File photo: Perla Castillo (right) hugs Daisy, 18, at the scene of Manuel Diaz's shooting in Anaheim, CA in 2012. Both were good friends of Diaz. The ACLU issued a report on Nov. 20, 2017 saying the Anaheim Police Department has failed to reduce the rate of officer-involved deaths since reforms were enacted after 2012. Bear Guerra/KPCC

Force used by on-duty Anaheim police officers kills people at a higher rate than in many other major U.S. cities, according to a new report from the ACLU of Southern California. 

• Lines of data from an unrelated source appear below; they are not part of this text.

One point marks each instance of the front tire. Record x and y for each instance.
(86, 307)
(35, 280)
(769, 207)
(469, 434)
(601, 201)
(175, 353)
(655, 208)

Using data collected by the ACLU and from the Mapping Police Violence project, the organization determined that the rate of arrest-related deaths at the hands of Anaheim police officers is higher than the state average and higher than deaths at police agencies in Los Angeles, New York and San Diego.

However, Anaheim's acting Police Chief Julian Harvey pointed out several inaccuracies in the data. For example, the ACLU report included the 2015 death of Paul Anderson in its count. But an Orange County District Attorney’s investigation found that, although Anderson was shot by officers, he died of self-inflicted gunshot wounds to the head. 

Harvey defended the department's progress in implementing police reforms, saying its review process of major use-of-force incidents, "is now a model for California."
  
In 2012, Anaheim police officers shot and killed two unarmed Latino men in back-to-back incidents. The killings set off riots and led the city to step up police oversight.

The ACLU report comes just weeks after a federal jury determined that an Anaheim PD officer used excessive force in the shooting death of 25-year-old Manuel Diaz in 2012. Diaz was shot in the back during a foot chase. He was unarmed.